JAT Comment on denial of Cato Institute’s motion. Cato Institute’s website is here and Wikipedia page is here. My surprise should not suggest that I have read all the amici motions and tried to rank them in any way. But I think that the Cato Institute made an interesting submission in the form of analysis of a one-year dataset of Court of Appeals cases citing Chevron. That analysis is here. I have analyzed that dataset and reached somewhat different conclusions. See Chevron Step Two Reasonableness and Agency Best Interpretations in Courts of Appeals (Federal Tax Procedure Blog 2/9/23), here. While my conclusions are not perfect, they are that many or most of the time Courts cite Chevron in an apparent ououtcome-determinativeay, they are not deploying Chevron to really defer to a less persuasive agency interpretation.  Here is the conclusion of my blog:

The key point is that when, as is usually the case, Courts stop at determining reasonable at Step Two, it is inconclusive as to whether they are really deferring to a less persuasive agency interpretation. Judge Newman’s insight (as noted above) is that most of the time they are not deferring to a lesser agency interpretation but are applying the interpretation they like (i.e., would apply in the absence of an agency interpretation).  And to extend that thought, as noted above, not many outcomes would change if Chevron or any vestige of deference to agency interpretations were eliminated.

Added 11:45am:

2. In some emails with colleagues, I declined to make a prediction as to ultimate outcome or splits on the Court (although I am pretty sure what Justice “Elephant in the Room” Gorsuch would do, whether in the majority or minority). Although I could not predict what the opinion of the Court will do (or who will write it or whether it will be split opinion of the Court as in Kisor v. Willkie, 588 U.S. ___, 139 S.Ct. 2400 (2019), here), I could offer what I would like the Court to do if it decides that there is something about Chevron (or real deference in any of its iterations) worth keeping. Here is my preferred solution in that situation: 

Do the Kavanaugh-esque thing (also Kennedy-esque thing) to emphasize Chevron fn. 6 for rigorous, very rigorous, statutory interpretation to eliminate ambiguity at Step One. Then for the narrow sliver of cases that might get past Step One, require courts to (i) identify the best interpretation among the reasonable interpretations that permitted them to get to Step Two and (ii) then and only then apply Chevron’s “license” to apply a less persuasive agency interpretation. (My gut and research of the cases suggests that requiring that drill will relegate deference to rarely apply to approve less persuasive agency interpretations; so Chevron and deference will not be overturned but harnessed so it is not the pervasive bogeyman that libertarian and conservative judges/Justices claim.)

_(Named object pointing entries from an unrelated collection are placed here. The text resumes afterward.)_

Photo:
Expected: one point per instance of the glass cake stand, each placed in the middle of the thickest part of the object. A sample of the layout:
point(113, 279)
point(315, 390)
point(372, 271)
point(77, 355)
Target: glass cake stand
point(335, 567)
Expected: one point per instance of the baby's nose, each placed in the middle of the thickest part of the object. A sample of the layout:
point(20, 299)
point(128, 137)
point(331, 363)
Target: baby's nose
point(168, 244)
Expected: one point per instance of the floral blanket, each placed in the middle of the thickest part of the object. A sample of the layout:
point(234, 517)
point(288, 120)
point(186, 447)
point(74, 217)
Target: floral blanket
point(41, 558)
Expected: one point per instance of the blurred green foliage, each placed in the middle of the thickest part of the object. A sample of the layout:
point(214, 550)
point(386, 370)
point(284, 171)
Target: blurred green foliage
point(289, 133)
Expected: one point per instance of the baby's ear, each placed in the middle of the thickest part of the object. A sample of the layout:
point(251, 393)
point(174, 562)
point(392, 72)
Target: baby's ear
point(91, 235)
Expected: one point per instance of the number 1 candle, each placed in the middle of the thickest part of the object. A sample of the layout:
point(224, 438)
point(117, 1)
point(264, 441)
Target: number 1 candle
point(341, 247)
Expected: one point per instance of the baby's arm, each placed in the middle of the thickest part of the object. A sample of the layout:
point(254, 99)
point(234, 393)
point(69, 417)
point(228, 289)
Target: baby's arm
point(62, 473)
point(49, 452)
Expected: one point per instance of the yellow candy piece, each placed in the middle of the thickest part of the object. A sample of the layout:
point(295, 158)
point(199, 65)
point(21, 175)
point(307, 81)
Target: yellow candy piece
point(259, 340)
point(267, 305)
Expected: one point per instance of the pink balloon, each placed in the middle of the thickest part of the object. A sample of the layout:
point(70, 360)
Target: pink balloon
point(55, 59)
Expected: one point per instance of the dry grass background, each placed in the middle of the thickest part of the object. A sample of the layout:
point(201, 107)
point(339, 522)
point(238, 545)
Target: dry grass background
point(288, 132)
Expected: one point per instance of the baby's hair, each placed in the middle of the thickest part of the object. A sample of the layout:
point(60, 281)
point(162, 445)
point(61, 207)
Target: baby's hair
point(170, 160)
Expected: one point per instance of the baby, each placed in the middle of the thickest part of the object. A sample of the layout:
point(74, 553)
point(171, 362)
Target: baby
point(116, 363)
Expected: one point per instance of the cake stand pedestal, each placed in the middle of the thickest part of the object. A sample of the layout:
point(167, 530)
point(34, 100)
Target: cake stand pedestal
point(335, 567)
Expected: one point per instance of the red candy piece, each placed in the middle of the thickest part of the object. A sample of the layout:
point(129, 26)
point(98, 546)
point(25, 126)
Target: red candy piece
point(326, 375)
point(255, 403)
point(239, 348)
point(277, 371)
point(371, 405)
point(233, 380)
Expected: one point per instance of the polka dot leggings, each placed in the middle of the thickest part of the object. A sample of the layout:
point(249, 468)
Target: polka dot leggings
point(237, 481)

I would hope that, in any event, the Court will sustain Skidmore respect (which decidedly is not deference). See Really, Skidmore "Deference?" (Federal Tax Procedure Blog 5/31/20; 2/14/21), here.

As an aside, since Chevron fn. 6 is now popular among skeptics of more aggressive deference, I am reminded of what has been claimed (but not recently) to be the most famous footnote in tax history -- Crane v. Commissioner, 331 U.S. 1. 14 n. 37 (1947), here. (Older tax lawyers will surely remember.) I suppose that, although the reference to Chevron n. 6 is now popular in some circles (e.g., Justice Kavanaugh), the point for which it is cited will hopefully appear in the text of the Loper Enterprises merits decision for the Court. Relegation of important points to footnotes reminds me of Justice Scalia's famous claim in oral argument in Cuno v. DaimlerChrysler, Inc., 545 U.S. 1165 (2006), in response to a practitioners citation of a footnote in a case:

Mr. Enrich:  In a footnote in Flast [v. Cohen], the Court specifically says, “Having now decided that there's Establishment Clause standing, we can also reach the free-exercise question without discussing whether there would be independent standing.” 

Justice Scalia:  I had not recollected that footnote. I will -- I will find it. I don't read footnotes, normally.

For some of my other musings on footnotes, see On Footnotes and the Demise of Appendix C from FTPB (Federal Tax Procedure Blog 7/28/21), here.